After our first practical, you should be feeling a bit more confident working in a terminal environment. In today’s practical, we’ll build on that by introducing some core skills used in bioinformatics. By the end of the session, you should be able to:
grep to find patterns, count features, and tidy up output.>) and pipes (|) to link commands together and save results to files.Regular expressions are a powerful & flexible way of searching for text strings amongst a large document or file.
Most of us are familiar with searching for a word within a file, but regular expressions allow us to search for these with more flexibility, particularly in the context of genomics.
For example, we could search for a sequence that is either AGT or ACT by using the patterns A[GC]T or A(G|C)T.
These two patterns will search for an A, followed by either a G or C, then followed strictly by a T.
Similarly a match to ANNT can be found by using the patterns A[AGCT][AGCT]T or A[AGCT]{2}T.
We’ll discuss that syntax below, so don’t worry if those patterns didn’t make much sense.

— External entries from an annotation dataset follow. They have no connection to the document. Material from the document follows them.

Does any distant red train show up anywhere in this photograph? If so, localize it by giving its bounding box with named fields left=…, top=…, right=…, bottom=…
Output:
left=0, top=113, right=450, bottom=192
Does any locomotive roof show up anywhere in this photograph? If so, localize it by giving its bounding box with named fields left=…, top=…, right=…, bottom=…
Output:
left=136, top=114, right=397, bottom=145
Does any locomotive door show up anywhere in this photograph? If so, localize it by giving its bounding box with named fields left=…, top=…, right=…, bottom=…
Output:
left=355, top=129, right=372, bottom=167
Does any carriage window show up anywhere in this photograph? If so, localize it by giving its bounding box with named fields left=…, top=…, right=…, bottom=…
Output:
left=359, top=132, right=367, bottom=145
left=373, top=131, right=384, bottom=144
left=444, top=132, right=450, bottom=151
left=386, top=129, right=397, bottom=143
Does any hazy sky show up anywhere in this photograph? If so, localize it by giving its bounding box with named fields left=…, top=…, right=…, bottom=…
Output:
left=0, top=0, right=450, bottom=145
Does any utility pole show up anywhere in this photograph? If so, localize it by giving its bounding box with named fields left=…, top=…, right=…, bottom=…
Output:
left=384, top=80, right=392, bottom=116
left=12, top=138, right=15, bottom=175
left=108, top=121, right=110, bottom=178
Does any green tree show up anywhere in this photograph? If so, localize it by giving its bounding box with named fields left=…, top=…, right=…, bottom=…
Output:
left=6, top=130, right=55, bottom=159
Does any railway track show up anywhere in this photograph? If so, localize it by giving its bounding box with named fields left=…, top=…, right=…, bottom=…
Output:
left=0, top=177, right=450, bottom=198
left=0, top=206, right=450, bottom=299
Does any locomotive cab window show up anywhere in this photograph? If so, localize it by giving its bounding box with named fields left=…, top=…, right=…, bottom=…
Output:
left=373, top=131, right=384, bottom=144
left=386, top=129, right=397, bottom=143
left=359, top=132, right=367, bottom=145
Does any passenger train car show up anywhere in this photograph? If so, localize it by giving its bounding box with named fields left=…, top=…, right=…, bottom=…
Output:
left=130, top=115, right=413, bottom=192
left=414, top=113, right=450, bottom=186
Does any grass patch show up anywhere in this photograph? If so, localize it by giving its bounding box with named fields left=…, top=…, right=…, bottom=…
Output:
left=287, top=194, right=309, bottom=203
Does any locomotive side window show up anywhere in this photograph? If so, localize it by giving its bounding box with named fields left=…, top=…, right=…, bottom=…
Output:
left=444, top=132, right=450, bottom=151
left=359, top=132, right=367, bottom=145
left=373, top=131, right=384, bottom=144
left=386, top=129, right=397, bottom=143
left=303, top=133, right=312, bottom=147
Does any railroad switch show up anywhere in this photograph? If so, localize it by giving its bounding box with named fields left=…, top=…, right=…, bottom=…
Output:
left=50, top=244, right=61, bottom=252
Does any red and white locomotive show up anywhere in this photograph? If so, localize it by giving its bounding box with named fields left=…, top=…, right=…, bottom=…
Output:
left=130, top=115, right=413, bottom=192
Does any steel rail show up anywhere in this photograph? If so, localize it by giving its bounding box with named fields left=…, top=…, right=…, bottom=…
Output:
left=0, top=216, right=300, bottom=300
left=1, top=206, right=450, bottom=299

Whilst the bash shell has a great capacity for searching a file to matches to regular expressions, this is where languages like perl and python offer a great degree more power.
grepThe built-in command which searches using regular expressions in the terminal is grep, which stands for global regular expression print.

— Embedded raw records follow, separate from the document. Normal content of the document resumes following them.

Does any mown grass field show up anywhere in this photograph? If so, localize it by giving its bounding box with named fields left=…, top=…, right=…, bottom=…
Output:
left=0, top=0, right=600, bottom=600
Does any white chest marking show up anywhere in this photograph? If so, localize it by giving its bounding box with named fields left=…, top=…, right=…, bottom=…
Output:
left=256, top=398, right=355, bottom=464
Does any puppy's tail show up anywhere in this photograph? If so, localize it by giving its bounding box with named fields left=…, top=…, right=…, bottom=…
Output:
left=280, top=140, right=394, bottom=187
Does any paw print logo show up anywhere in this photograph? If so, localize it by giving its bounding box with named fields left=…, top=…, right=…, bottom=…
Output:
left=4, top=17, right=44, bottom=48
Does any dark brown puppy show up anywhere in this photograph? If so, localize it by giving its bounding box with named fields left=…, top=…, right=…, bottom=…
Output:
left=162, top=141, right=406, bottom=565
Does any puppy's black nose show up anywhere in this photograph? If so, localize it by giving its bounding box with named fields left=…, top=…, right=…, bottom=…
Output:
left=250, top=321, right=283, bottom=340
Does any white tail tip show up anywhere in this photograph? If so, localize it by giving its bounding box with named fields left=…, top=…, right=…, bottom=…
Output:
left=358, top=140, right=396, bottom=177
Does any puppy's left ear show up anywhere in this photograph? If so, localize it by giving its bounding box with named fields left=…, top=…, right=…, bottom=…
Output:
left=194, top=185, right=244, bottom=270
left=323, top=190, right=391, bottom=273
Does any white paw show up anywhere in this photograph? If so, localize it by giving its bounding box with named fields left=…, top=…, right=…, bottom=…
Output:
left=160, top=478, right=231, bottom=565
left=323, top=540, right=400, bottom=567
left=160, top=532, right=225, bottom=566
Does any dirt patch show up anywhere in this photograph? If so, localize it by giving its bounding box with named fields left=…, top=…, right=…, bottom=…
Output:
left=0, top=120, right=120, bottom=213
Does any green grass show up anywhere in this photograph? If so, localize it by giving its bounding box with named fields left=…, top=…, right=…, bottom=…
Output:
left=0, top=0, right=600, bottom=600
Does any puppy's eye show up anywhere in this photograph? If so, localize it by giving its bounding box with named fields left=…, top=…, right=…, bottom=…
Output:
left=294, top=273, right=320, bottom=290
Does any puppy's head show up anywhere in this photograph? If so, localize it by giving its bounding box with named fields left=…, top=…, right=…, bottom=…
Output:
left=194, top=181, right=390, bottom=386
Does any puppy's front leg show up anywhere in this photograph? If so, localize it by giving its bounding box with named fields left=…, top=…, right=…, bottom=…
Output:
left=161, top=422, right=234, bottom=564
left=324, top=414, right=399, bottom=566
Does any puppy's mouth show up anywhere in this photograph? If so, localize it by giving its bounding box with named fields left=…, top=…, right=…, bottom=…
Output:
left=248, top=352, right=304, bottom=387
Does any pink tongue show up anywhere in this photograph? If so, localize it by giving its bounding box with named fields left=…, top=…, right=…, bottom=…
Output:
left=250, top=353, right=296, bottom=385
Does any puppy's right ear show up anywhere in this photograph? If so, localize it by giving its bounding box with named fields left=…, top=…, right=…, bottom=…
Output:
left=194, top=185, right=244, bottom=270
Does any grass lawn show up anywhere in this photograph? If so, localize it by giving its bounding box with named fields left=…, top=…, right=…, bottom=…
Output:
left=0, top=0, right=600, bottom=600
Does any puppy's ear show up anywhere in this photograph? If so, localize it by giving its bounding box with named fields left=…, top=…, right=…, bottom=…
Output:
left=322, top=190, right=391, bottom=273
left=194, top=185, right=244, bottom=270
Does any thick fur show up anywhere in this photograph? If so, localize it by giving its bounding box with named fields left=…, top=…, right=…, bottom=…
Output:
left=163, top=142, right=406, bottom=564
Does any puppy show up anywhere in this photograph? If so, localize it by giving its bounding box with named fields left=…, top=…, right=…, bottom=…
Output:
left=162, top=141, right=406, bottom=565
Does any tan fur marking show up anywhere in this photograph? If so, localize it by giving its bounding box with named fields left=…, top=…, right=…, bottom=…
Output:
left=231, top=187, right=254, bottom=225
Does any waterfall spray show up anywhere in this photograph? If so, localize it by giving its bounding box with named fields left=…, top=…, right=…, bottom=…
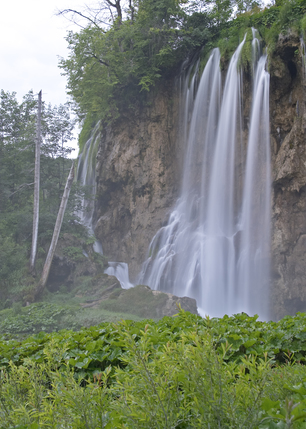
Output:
left=138, top=29, right=270, bottom=318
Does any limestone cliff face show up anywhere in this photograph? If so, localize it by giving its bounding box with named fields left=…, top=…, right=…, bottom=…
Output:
left=95, top=33, right=306, bottom=318
left=270, top=34, right=306, bottom=318
left=95, top=80, right=179, bottom=279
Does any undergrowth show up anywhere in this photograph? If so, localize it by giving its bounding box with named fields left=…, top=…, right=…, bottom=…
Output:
left=0, top=310, right=306, bottom=429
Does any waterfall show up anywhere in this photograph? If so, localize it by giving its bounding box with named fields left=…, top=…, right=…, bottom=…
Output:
left=137, top=30, right=271, bottom=319
left=76, top=122, right=103, bottom=254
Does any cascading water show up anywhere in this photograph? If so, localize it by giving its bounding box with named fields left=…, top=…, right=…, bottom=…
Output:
left=77, top=122, right=103, bottom=254
left=138, top=30, right=270, bottom=318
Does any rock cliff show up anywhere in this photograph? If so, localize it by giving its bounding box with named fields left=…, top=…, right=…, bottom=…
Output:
left=270, top=33, right=306, bottom=318
left=95, top=33, right=306, bottom=318
left=95, top=80, right=180, bottom=279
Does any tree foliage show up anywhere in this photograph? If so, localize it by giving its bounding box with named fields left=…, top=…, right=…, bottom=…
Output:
left=0, top=90, right=81, bottom=300
left=60, top=0, right=305, bottom=143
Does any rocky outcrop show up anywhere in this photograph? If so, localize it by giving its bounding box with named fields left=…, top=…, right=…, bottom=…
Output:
left=95, top=33, right=306, bottom=318
left=78, top=280, right=198, bottom=319
left=270, top=33, right=306, bottom=318
left=95, top=80, right=179, bottom=279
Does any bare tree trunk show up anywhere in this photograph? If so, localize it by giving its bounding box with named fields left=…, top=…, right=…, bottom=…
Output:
left=35, top=162, right=74, bottom=296
left=30, top=91, right=41, bottom=273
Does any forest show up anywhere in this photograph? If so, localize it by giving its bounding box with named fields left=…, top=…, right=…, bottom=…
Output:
left=0, top=0, right=306, bottom=429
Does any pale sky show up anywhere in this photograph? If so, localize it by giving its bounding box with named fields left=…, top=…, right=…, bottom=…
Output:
left=0, top=0, right=83, bottom=157
left=0, top=0, right=82, bottom=105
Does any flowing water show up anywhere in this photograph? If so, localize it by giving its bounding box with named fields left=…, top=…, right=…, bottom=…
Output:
left=137, top=30, right=271, bottom=318
left=77, top=122, right=103, bottom=254
left=78, top=33, right=271, bottom=319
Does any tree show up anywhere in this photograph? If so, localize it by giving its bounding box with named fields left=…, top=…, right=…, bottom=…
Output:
left=36, top=163, right=74, bottom=295
left=0, top=90, right=79, bottom=294
left=30, top=91, right=41, bottom=272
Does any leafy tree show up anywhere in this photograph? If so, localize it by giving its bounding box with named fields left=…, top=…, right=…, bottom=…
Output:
left=0, top=90, right=78, bottom=293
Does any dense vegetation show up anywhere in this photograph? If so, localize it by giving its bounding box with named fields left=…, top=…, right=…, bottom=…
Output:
left=0, top=311, right=306, bottom=429
left=60, top=0, right=306, bottom=147
left=0, top=90, right=93, bottom=309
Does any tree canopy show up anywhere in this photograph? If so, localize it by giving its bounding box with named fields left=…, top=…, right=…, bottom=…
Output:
left=59, top=0, right=306, bottom=150
left=0, top=90, right=82, bottom=296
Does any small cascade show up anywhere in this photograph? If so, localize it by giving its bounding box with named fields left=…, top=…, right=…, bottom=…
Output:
left=138, top=29, right=271, bottom=319
left=104, top=262, right=134, bottom=289
left=77, top=122, right=103, bottom=254
left=300, top=37, right=306, bottom=79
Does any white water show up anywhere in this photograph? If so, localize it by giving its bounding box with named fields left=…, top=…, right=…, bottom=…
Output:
left=137, top=31, right=270, bottom=319
left=104, top=262, right=134, bottom=289
left=77, top=122, right=103, bottom=254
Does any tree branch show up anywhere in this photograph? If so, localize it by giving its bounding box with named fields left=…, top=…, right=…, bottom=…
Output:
left=9, top=182, right=34, bottom=198
left=56, top=9, right=105, bottom=33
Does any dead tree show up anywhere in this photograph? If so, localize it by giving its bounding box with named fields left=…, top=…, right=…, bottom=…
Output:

This function searches a file or input on a line-by-line basis, so patterns contained within a line can be found, but patterns split across lines are more difficult to find.
This can be overcome by using regular expressions in a programming language like Python or Perl.
The man grep page (grep --help | less for those without man pages) contains more detail on regular expressions under the REGULAR EXPRESSIONS header (scroll down a few pages).
As can be seen in the man page, the command follows the form grep [OPTIONS] 'pattern' filename
The option -E is preferable as it it stand for Extended, which we can also think of as Easier.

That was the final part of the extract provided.